I’ve seen it many times over the last few expansions. Blizzard will launch a patch, and something will be colossally broken with it. Whether that’s the bugs of failing to start the Legion Remix stuff, or some other laggy or otherwise busted launch day content for its recent expansions. But apparently, this recent Midnight patch was so bad that they had to apologize for it.
Blizzard issues apology for broken Midnight patch launch
WoW devs posted onto social media in the early hours of the UK morning to say how sorry they are about the patch. Like a sketch from South Park’s BP episode (at least that’s how I envision it).
The apology came with a hotfix patch note addressing a ton of bugs about the game. Many are class related, which, if you’re curious, you can read all the major fixes they did since the patch went live. There’s also countless bugs with the new prop hunt game mode, with hunters becoming unmerciful destroyers of props through a class interaction completely breaking the mode via its hunter tracking niche. Then a bunch of other silly things on top of it.

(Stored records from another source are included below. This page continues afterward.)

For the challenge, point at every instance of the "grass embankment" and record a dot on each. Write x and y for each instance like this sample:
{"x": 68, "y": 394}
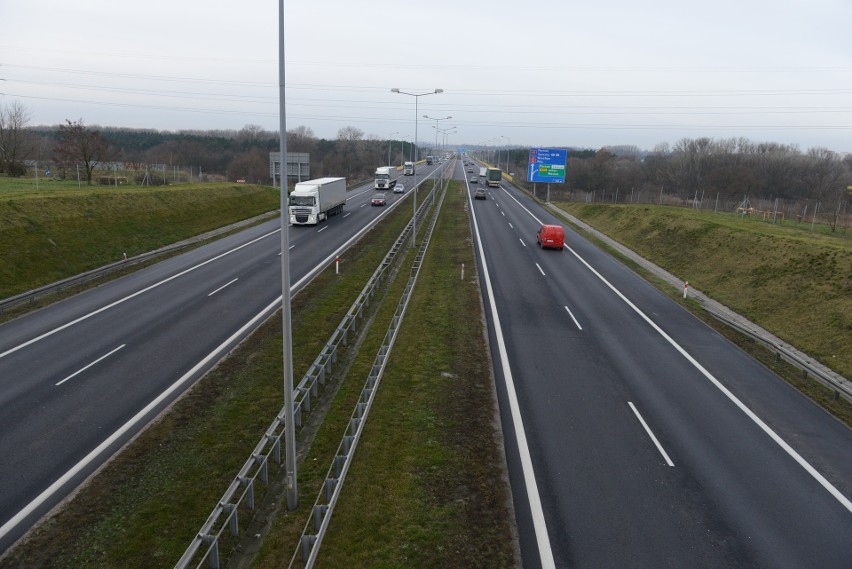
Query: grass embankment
{"x": 143, "y": 509}
{"x": 60, "y": 230}
{"x": 426, "y": 487}
{"x": 795, "y": 283}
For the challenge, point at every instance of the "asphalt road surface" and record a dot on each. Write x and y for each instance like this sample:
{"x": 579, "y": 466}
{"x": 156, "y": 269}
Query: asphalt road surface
{"x": 636, "y": 435}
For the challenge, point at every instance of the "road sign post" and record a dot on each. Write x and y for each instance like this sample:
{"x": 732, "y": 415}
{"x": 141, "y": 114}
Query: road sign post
{"x": 547, "y": 165}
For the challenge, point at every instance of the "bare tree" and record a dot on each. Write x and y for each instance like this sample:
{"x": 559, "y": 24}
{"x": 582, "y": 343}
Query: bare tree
{"x": 16, "y": 143}
{"x": 79, "y": 145}
{"x": 301, "y": 139}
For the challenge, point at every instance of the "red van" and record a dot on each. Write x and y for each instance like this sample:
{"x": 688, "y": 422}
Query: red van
{"x": 552, "y": 236}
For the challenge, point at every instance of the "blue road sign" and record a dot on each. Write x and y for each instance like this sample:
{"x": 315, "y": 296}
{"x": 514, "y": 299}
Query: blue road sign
{"x": 547, "y": 165}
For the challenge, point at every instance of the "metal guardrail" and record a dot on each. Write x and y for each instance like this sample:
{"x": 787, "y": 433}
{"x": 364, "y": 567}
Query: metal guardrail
{"x": 311, "y": 539}
{"x": 241, "y": 491}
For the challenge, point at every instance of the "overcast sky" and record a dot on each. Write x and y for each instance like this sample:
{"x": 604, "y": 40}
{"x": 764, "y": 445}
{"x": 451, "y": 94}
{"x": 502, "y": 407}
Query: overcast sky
{"x": 545, "y": 73}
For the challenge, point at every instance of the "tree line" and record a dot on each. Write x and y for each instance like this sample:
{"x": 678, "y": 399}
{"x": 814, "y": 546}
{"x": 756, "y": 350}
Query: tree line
{"x": 733, "y": 170}
{"x": 213, "y": 154}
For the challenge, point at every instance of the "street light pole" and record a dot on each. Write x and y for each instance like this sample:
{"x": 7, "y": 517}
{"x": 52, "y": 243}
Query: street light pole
{"x": 289, "y": 417}
{"x": 436, "y": 128}
{"x": 414, "y": 197}
{"x": 507, "y": 152}
{"x": 389, "y": 145}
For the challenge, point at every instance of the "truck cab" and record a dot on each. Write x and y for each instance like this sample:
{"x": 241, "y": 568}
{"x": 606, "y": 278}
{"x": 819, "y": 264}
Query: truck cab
{"x": 383, "y": 178}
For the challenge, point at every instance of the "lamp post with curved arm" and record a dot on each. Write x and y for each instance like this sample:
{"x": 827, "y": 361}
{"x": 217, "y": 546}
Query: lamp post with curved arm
{"x": 416, "y": 98}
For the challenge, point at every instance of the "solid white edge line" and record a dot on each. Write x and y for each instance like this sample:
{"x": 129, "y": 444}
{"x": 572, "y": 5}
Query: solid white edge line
{"x": 134, "y": 295}
{"x": 77, "y": 468}
{"x": 79, "y": 371}
{"x": 733, "y": 398}
{"x": 572, "y": 317}
{"x": 53, "y": 488}
{"x": 223, "y": 286}
{"x": 844, "y": 501}
{"x": 539, "y": 525}
{"x": 651, "y": 434}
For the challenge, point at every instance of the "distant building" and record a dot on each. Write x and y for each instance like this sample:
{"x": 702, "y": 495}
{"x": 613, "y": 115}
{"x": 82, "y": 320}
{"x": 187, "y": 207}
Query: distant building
{"x": 298, "y": 166}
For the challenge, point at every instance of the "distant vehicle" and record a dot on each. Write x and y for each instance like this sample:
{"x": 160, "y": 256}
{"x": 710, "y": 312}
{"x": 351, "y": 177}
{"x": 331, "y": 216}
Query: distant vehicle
{"x": 313, "y": 201}
{"x": 494, "y": 176}
{"x": 551, "y": 236}
{"x": 383, "y": 178}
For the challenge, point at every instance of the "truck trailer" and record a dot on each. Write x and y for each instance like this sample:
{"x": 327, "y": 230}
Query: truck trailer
{"x": 314, "y": 200}
{"x": 383, "y": 178}
{"x": 493, "y": 176}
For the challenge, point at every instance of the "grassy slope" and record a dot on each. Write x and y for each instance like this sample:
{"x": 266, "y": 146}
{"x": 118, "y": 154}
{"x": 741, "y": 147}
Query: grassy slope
{"x": 793, "y": 282}
{"x": 61, "y": 231}
{"x": 143, "y": 508}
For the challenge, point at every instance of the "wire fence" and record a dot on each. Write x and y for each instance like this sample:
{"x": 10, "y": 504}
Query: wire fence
{"x": 240, "y": 494}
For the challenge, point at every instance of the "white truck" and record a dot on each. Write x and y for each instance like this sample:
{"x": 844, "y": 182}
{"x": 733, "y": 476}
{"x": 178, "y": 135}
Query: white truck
{"x": 383, "y": 178}
{"x": 314, "y": 200}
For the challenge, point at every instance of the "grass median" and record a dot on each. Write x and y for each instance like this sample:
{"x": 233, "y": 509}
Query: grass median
{"x": 426, "y": 488}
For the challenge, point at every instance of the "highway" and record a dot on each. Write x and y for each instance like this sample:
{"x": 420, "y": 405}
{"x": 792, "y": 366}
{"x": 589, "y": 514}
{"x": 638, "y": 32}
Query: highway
{"x": 636, "y": 436}
{"x": 80, "y": 378}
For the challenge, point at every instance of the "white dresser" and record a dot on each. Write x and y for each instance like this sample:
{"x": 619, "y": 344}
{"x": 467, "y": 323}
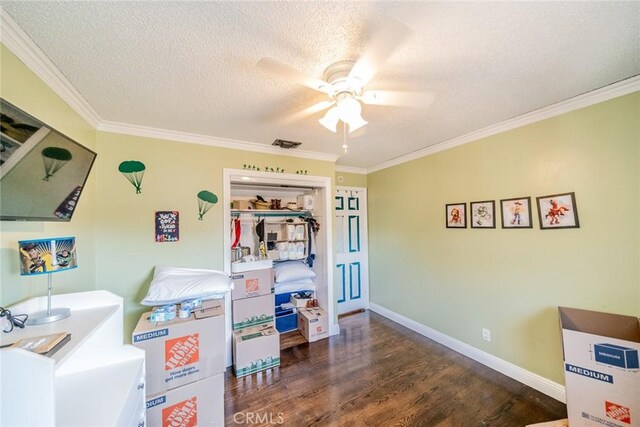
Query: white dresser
{"x": 93, "y": 380}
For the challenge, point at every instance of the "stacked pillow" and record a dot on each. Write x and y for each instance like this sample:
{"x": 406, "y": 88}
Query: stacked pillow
{"x": 172, "y": 285}
{"x": 292, "y": 276}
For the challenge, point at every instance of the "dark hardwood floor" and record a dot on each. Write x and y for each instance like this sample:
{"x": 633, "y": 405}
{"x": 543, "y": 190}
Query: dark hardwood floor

Players noticed the quality issues during PTR testing
Over the last few days, we’ve seen many Reddit threads pop up talking about quality. There was even this one long post from a warlock player who reported countless bugs for his class during PTR testing. Only for him to find none got fixed come launch, and his class was unsurprisingly broke on patch day.
Blizzard says it is learning lessons from its launch day experience and how bad it was. So chances are they want to do something about it. But it’s kinda become a common occurrence for many players at this point.
I remember watching a Bellular video a year ago now and it covered how bad the previous expansion’s .5 patches were.
Seems like it’s the same thing again for Blizzard.
Perhaps the expansion comes down to its quality being a bit of a mess with the abundance of content it’s making. Throw in its strong content cadence, and players are getting a lot of things relatively fast. Add on top that Midnight seems to be a strong pivot with Metzen joining, and frankly, it’s easy to imagine why the live WoW team could be struggling to deliver quality patches, given all the things going on.
The answer simply is to slow it down and spend more time making deliverable content that works. No need to make these .5 patches drop as close to the main season patches, given that many players are still progressing Keys, PvP season, and the two raids themselves in Season 1.
Also, it’s best not to drop broken content, then raise sub prices for the UK and other LATAM nations while this is the patch that you’re currently dealing with. It adds some extra sting to the wounds.